Again, my error.  I guess Google auto-corrected my spelling when I did  the search and I did not notice.  It happens and unfortunately I don't  always notice.

And as I admitted above ("My mistake using melting  point in that sentence"), I made the error of misremembering what  IrishLass said about 190.  I do understand that safe use temps and  melting temps are two different things.


Again, I stand corrected.   I will go back and correct my errors in my previous post so as not to mis-lead anyone.


----------



## DeeAnna (Sep 27, 2016)

Hi, Earlene -- The point is to learn more about our craft and to pass on good information so others learn too. You're doing fine! --D


----------



## topofmurrayhill (Sep 27, 2016)

earlene said:


> Regarding stainless steel, then would you recommend against purchasing this 18/0 stainless steel pitcher from Brambleberry?

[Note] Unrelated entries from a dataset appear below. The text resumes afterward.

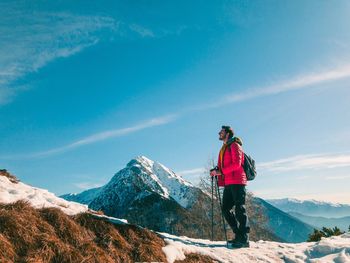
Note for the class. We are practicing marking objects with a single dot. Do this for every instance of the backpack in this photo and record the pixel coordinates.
(249, 167)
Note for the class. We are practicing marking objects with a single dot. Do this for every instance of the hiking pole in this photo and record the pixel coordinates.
(222, 216)
(212, 208)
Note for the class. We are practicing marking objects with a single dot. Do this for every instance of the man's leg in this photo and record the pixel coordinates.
(241, 214)
(227, 204)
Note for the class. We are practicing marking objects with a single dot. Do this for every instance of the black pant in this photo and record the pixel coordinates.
(234, 196)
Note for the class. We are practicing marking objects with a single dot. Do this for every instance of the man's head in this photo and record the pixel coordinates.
(225, 133)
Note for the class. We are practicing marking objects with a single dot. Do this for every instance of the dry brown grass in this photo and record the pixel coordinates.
(48, 235)
(12, 178)
(195, 258)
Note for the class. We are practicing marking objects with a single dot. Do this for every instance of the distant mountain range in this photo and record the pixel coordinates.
(343, 223)
(316, 213)
(311, 207)
(147, 193)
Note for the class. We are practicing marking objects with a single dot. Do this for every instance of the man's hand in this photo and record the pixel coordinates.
(215, 173)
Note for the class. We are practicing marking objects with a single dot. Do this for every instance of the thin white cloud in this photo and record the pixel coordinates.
(101, 136)
(306, 162)
(142, 31)
(306, 81)
(195, 171)
(88, 185)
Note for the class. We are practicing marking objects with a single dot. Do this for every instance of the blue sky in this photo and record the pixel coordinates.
(85, 87)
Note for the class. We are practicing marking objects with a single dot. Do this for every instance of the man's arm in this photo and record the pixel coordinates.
(237, 156)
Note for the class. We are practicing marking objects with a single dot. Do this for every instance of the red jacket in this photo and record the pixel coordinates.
(232, 165)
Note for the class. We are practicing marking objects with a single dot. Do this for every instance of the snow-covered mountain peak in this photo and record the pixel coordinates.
(142, 177)
(158, 169)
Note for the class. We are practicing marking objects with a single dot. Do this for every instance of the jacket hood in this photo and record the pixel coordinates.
(236, 140)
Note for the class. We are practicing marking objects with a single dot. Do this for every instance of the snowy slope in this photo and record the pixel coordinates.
(38, 198)
(163, 180)
(84, 197)
(333, 249)
(11, 191)
(143, 177)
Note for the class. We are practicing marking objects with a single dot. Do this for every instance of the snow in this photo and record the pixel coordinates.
(171, 184)
(333, 249)
(38, 198)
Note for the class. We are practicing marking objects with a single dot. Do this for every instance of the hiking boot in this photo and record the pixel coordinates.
(241, 240)
(239, 244)
(236, 239)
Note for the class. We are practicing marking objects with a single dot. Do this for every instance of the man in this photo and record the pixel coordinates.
(231, 175)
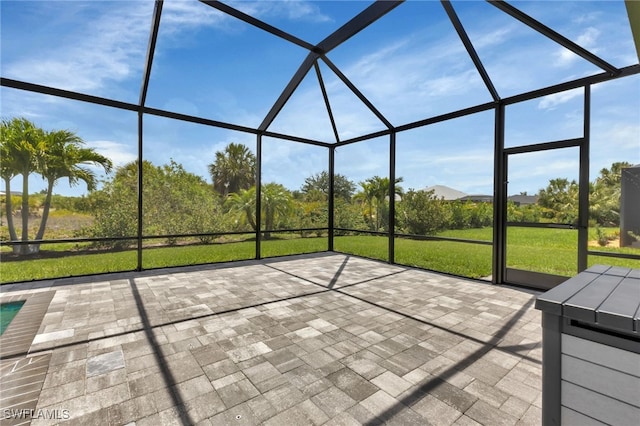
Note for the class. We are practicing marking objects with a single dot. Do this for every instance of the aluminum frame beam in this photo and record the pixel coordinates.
(362, 20)
(257, 23)
(553, 35)
(288, 91)
(464, 37)
(153, 38)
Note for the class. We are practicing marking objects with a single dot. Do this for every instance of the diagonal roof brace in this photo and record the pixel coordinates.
(453, 17)
(151, 48)
(371, 14)
(326, 101)
(288, 91)
(557, 37)
(357, 92)
(257, 23)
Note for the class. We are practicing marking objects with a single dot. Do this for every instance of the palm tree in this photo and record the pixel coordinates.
(375, 190)
(367, 195)
(64, 157)
(22, 145)
(234, 169)
(243, 205)
(276, 204)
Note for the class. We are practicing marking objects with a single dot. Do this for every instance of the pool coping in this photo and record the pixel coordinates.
(18, 337)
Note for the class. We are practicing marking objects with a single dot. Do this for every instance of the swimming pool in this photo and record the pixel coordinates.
(7, 312)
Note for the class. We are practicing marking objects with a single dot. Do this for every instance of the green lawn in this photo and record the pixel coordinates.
(542, 250)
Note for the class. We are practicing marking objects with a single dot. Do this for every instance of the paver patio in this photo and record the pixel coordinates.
(324, 339)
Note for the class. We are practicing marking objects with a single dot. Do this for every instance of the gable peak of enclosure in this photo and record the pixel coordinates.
(419, 94)
(452, 65)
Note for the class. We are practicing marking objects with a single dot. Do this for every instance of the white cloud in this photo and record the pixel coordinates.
(179, 14)
(552, 101)
(587, 40)
(110, 47)
(119, 153)
(294, 10)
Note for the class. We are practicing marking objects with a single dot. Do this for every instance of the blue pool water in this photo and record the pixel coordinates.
(7, 312)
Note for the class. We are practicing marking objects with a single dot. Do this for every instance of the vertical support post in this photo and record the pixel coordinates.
(331, 196)
(583, 195)
(258, 195)
(499, 198)
(551, 368)
(392, 195)
(140, 188)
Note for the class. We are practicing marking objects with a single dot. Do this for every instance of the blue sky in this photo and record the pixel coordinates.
(411, 65)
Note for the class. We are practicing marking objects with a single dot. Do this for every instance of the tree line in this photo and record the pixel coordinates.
(26, 149)
(175, 201)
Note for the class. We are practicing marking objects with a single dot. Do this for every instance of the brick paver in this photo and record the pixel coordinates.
(319, 339)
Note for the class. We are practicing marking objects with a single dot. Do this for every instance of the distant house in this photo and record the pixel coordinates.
(477, 198)
(523, 200)
(442, 192)
(630, 205)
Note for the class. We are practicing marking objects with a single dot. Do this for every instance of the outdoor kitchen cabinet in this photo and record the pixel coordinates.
(591, 348)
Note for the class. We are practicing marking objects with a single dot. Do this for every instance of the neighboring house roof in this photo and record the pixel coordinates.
(478, 197)
(523, 199)
(445, 193)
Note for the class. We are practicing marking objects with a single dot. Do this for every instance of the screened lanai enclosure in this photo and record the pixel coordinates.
(485, 139)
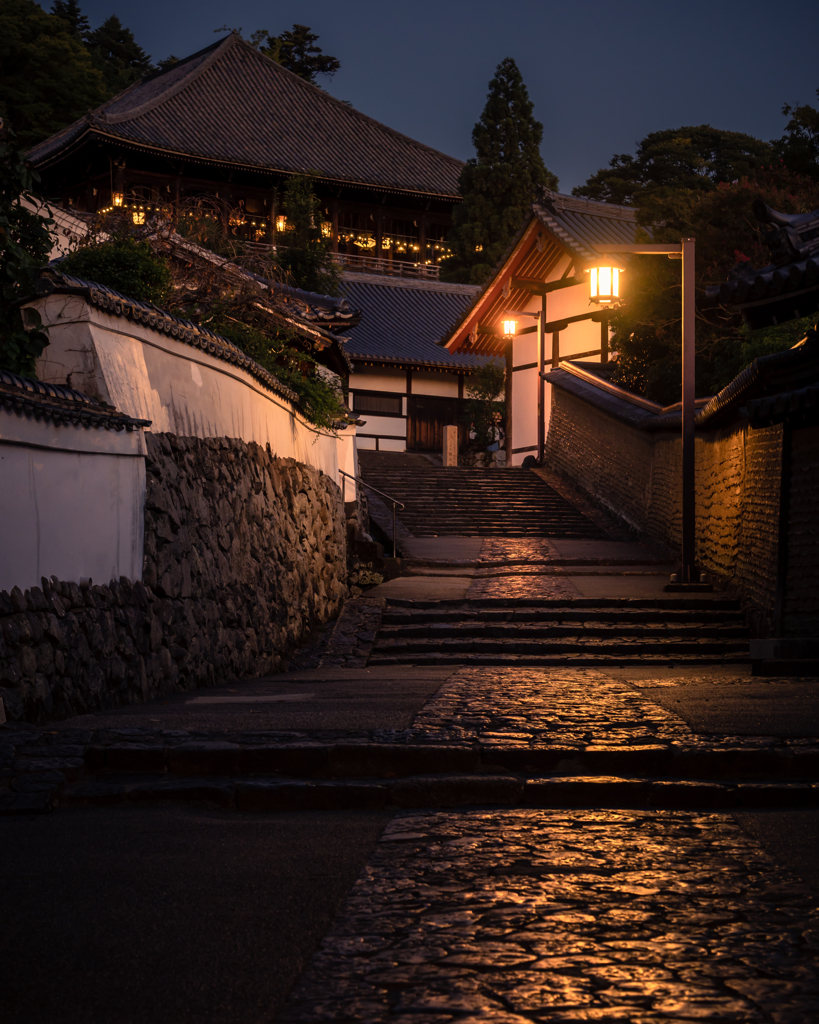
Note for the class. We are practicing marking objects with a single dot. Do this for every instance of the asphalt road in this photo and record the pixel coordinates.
(168, 915)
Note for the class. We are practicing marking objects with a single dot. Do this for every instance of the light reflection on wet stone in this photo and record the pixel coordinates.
(545, 915)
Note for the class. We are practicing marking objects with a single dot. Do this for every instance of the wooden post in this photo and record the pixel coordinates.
(334, 210)
(508, 400)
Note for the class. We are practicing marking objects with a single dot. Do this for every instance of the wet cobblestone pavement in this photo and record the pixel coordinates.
(543, 707)
(633, 918)
(522, 584)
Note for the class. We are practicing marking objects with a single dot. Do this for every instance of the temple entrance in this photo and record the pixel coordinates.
(428, 416)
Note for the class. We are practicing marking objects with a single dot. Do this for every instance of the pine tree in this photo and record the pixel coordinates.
(297, 51)
(500, 183)
(117, 53)
(70, 11)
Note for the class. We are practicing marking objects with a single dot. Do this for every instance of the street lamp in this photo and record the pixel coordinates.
(685, 251)
(605, 284)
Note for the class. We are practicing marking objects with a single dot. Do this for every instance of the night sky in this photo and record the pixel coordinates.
(601, 74)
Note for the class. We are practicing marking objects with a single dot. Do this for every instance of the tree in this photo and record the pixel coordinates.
(305, 255)
(647, 324)
(25, 245)
(501, 181)
(69, 11)
(689, 158)
(799, 147)
(297, 51)
(47, 77)
(118, 54)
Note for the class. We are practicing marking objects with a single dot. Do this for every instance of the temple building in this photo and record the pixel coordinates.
(232, 123)
(534, 311)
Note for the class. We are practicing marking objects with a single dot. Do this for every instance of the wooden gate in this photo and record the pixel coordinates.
(427, 417)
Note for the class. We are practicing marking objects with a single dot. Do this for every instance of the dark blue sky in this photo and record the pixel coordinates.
(602, 74)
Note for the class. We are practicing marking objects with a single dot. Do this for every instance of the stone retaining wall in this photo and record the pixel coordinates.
(244, 553)
(637, 475)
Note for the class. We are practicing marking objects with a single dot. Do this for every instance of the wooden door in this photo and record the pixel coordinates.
(428, 415)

Just BTW, bagels are not authentically made with lye but pretzels are.

I would not buy the 18/0 pitcher. It might be okay for light use, but it's not the type of steel you ideally want for lye, and better alternatives aren't hard to find. The problem is the second number being zero. A magnet will probably stick to that pitcher because it has no nickel content. It wouldn't have as much corrosion resistance as you would want.

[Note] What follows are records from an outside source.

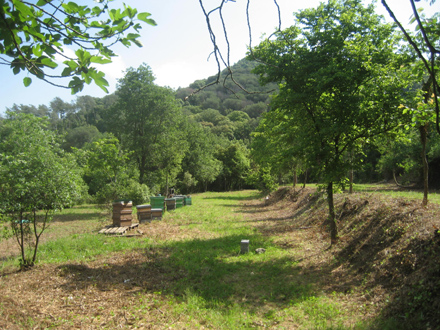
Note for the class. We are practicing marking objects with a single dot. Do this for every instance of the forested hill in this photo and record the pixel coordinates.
(232, 107)
(242, 92)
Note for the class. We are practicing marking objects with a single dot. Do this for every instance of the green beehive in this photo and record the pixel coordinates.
(179, 202)
(157, 202)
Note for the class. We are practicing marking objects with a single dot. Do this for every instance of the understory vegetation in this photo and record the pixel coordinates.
(186, 271)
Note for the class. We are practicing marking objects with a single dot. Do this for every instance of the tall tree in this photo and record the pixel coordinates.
(426, 46)
(148, 121)
(339, 81)
(36, 179)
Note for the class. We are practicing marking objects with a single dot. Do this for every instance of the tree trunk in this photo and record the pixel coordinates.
(351, 182)
(166, 185)
(423, 135)
(295, 176)
(305, 178)
(332, 215)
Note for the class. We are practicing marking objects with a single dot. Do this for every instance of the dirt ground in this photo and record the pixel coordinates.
(389, 247)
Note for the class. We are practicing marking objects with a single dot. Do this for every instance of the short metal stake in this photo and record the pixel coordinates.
(244, 246)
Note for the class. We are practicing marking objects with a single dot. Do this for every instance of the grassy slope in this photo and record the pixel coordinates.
(186, 270)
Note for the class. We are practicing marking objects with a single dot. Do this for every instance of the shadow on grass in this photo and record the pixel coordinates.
(212, 269)
(252, 197)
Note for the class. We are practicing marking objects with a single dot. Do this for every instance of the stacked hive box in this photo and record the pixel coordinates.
(171, 203)
(157, 207)
(122, 213)
(179, 201)
(144, 213)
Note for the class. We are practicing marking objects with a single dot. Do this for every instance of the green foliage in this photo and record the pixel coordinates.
(235, 166)
(262, 180)
(37, 179)
(108, 172)
(149, 122)
(34, 34)
(340, 84)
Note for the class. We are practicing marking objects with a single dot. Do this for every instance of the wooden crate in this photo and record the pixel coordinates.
(156, 214)
(170, 203)
(122, 213)
(144, 213)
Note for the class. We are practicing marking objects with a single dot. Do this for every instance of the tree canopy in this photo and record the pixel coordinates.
(339, 84)
(35, 36)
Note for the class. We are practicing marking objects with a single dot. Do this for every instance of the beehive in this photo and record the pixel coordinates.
(122, 213)
(144, 213)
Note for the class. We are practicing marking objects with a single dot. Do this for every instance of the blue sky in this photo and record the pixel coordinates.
(177, 49)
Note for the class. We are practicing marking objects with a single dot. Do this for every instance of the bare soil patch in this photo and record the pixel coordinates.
(387, 263)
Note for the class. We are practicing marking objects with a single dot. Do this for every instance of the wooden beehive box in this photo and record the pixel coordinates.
(144, 213)
(122, 213)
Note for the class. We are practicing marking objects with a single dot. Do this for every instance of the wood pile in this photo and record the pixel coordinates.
(144, 213)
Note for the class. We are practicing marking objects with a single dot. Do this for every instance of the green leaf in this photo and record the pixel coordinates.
(137, 43)
(100, 60)
(42, 3)
(37, 51)
(46, 61)
(27, 81)
(99, 79)
(24, 10)
(144, 17)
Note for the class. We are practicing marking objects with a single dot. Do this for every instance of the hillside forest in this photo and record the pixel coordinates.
(337, 99)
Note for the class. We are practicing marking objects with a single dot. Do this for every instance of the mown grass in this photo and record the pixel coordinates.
(217, 287)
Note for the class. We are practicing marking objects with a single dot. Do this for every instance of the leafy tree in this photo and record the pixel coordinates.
(79, 136)
(426, 46)
(36, 180)
(33, 34)
(199, 164)
(339, 82)
(148, 120)
(108, 172)
(235, 167)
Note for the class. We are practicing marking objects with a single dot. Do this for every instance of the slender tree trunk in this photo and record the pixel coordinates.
(295, 175)
(305, 178)
(166, 185)
(423, 135)
(332, 214)
(350, 191)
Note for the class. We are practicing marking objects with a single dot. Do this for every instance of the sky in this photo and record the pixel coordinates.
(178, 48)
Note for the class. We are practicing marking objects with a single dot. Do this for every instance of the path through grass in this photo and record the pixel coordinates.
(188, 271)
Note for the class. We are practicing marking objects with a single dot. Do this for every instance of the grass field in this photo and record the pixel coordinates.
(186, 271)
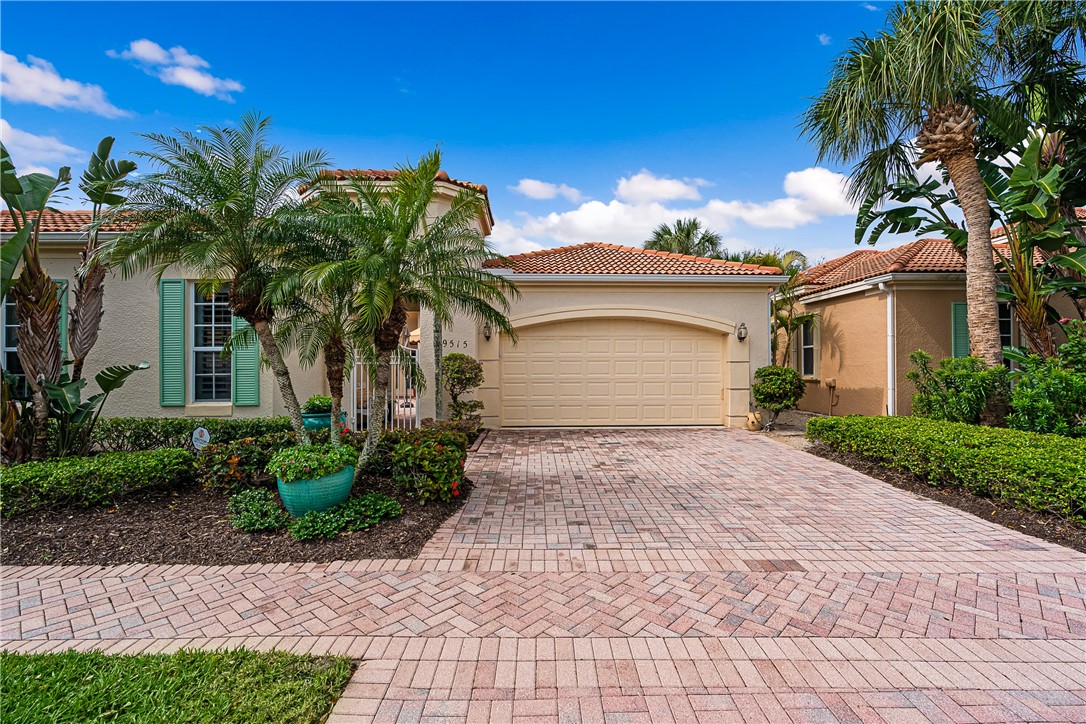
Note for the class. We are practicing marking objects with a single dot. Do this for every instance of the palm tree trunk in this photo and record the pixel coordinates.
(439, 397)
(981, 306)
(335, 364)
(274, 356)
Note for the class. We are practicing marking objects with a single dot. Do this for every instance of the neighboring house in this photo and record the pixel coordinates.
(875, 306)
(608, 335)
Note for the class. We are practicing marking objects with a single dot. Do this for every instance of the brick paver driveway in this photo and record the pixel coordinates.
(636, 575)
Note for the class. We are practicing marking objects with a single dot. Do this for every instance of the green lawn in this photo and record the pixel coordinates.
(188, 686)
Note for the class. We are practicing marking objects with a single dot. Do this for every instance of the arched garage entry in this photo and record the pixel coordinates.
(605, 366)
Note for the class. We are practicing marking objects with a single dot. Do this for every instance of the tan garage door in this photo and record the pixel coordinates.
(613, 371)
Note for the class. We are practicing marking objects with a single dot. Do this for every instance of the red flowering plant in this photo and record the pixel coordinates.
(429, 468)
(311, 461)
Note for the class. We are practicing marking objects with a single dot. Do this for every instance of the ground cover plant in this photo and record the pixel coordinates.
(1034, 471)
(187, 686)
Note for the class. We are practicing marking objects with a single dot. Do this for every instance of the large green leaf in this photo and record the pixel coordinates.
(113, 378)
(10, 254)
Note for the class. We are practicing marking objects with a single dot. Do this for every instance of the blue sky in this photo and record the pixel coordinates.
(586, 121)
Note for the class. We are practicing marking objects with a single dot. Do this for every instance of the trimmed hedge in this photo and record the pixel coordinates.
(88, 481)
(148, 433)
(1032, 470)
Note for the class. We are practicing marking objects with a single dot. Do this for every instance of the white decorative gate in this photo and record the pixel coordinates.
(402, 410)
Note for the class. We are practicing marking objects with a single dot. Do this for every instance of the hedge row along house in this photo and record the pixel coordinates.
(607, 335)
(873, 309)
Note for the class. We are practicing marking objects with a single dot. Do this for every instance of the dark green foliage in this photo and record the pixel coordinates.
(235, 686)
(959, 390)
(429, 468)
(317, 524)
(317, 404)
(310, 461)
(367, 510)
(1035, 471)
(149, 433)
(778, 389)
(459, 375)
(1049, 395)
(255, 510)
(235, 466)
(88, 481)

For soaping use, it would be better to use austenitic steel labeled something like 18/8, 18/10 or 300-series (304, etc.). It's pretty common. Although not impervious to lye, the vulnerability is based on concentration and temperature. Maybe avoid using it if you're mixing up 50% lye solutions, but under typical conditions it should be very resistant to lye. Personally would use plastic for storage.


----------



## earlene (Sep 28, 2016)

topofmurrayhill said:


> Just BTW, bagels are not authentically made with lye but pretzels are.
> 
> I would not buy the 18/0 pitcher. It might be okay for light use, but it's not the type of steel you ideally want for lye, and better alternatives aren't hard to find. The problem is the second number being zero. A magnet will probably stick to that pitcher because it has no nickel content. It wouldn't have as much corrosion resistance as you would want.
> 
> For soaping use, it would be better to use austenitic steel labeled something like 18/8, 18/10 or 300-series (304, etc.). It's pretty common. Although not impervious to lye, the vulnerability is based on concentration and temperature. Maybe avoid using it if you're mixing up 50% lye solutions, but under typical conditions it should be very resistant to lye. Personally would use plastic for storage.

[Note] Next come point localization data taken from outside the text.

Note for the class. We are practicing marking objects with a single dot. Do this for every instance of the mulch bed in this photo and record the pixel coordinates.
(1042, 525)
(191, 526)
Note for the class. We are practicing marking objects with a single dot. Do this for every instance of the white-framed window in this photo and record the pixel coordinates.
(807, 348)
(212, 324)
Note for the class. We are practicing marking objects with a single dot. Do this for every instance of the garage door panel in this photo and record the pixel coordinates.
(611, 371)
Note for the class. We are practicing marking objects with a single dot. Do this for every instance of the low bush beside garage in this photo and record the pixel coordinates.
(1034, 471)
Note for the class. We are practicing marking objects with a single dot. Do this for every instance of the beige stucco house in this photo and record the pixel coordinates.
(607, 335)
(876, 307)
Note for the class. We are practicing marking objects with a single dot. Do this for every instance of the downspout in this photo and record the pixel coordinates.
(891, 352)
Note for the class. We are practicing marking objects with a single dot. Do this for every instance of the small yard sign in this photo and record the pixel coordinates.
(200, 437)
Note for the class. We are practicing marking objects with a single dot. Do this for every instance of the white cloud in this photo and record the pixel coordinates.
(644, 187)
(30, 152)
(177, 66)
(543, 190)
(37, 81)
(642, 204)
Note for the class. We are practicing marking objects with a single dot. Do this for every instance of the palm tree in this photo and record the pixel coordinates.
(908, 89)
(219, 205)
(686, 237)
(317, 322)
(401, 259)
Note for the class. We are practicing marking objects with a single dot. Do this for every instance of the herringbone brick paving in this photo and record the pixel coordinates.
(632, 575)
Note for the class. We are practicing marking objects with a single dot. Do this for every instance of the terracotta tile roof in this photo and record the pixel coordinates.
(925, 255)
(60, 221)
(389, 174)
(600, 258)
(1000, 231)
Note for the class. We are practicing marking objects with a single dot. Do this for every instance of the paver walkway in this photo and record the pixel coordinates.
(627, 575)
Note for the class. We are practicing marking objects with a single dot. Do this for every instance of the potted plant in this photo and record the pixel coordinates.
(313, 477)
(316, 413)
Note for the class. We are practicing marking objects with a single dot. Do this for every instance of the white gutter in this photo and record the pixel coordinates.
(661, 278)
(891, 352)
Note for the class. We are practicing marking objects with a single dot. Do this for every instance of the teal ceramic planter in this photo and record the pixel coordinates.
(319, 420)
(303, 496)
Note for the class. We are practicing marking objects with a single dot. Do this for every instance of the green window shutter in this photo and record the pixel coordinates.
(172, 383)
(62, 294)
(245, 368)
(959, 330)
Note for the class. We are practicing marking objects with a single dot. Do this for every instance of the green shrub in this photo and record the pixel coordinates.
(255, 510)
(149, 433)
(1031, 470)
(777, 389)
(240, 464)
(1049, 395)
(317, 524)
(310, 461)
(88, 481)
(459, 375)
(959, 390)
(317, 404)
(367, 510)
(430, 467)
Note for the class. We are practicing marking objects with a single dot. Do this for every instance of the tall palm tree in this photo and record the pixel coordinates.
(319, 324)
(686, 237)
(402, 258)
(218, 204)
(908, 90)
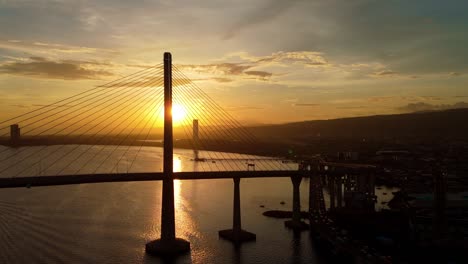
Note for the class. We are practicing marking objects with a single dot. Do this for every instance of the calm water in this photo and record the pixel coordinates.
(110, 223)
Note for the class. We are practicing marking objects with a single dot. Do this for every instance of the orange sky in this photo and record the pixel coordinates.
(263, 61)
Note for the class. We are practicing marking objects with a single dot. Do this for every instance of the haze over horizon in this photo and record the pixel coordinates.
(266, 62)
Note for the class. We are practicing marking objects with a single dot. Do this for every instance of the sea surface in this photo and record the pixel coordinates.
(112, 222)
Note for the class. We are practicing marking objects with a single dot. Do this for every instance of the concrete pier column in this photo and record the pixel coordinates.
(296, 223)
(196, 139)
(168, 245)
(15, 134)
(339, 192)
(331, 188)
(236, 215)
(236, 234)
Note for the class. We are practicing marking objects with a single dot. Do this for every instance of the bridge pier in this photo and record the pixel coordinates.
(296, 223)
(168, 245)
(236, 234)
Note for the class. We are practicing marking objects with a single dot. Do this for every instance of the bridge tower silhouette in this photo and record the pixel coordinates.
(168, 244)
(82, 139)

Thank you, TOMH.  I actually don't use steel for mixing lye, but do for cooking soap sometimes (not often as I prefer the crockpot).  However I have considered buying a SS pitcher sometime in the future at the local Restaurant Supply house we used to use when we had a restaurant.  One reason I have not done so is the added weight factor, and another is that I don't go near there very often anymore.


----------



## Arimara (Sep 28, 2016)

topofmurrayhill said:


> Just BTW, bagels are not authentically made with lye but pretzels are.
> 
> I would not buy the 18/0 pitcher. It might be okay for light use, but it's not the type of steel you ideally want for lye, and better alternatives aren't hard to find. The problem is the second number being zero. A magnet will probably stick to that pitcher because it has no nickel content. It wouldn't have as much corrosion resistance as you would want.
> 
> For soaping use, it would be better to use austenitic steel labeled something like 18/8, 18/10 or 300-series (304, etc.). It's pretty common. Although not impervious to lye, the vulnerability is based on concentration and temperature. Maybe avoid using it if you're mixing up 50% lye solutions, but under typical conditions it should be very resistant to lye. Personally would use plastic for storage.



Good to know, even though I'm still not mixing lye in a stainless steel pitcher. And as for the bagel info, does it really matter? NYC still has the best bagels there are, even within the state (upstate NY tried and FAILED )


----------



## topofmurrayhill (Sep 28, 2016)

Arimara said:


> And as for the bagel info, does it really matter? NYC still has the best bagels there are, even within the state (upstate NY tried and FAILED )



They are indeed the best, and it matters if you want to make them. I did a lot of research into that and initially was frustrated by conflicting information about how bagels are made. However, there used to be a union of bagel makers here, and while some details may vary between bakeries, certain basic principles apply to the authentic NYC product. And it's not the water.


----------



## Arimara (Sep 28, 2016)

topofmurrayhill said:


> They are indeed the best, and it matters if you want to make them. I did a lot of research into that and initially was frustrated by conflicting information about how bagels are made. However, there used to be a union of bagel makers here, and while some details may vary between bakeries, certain basic principles apply to the authentic NYC product. And it's not the water.



Good to know. :mrgreen:


----------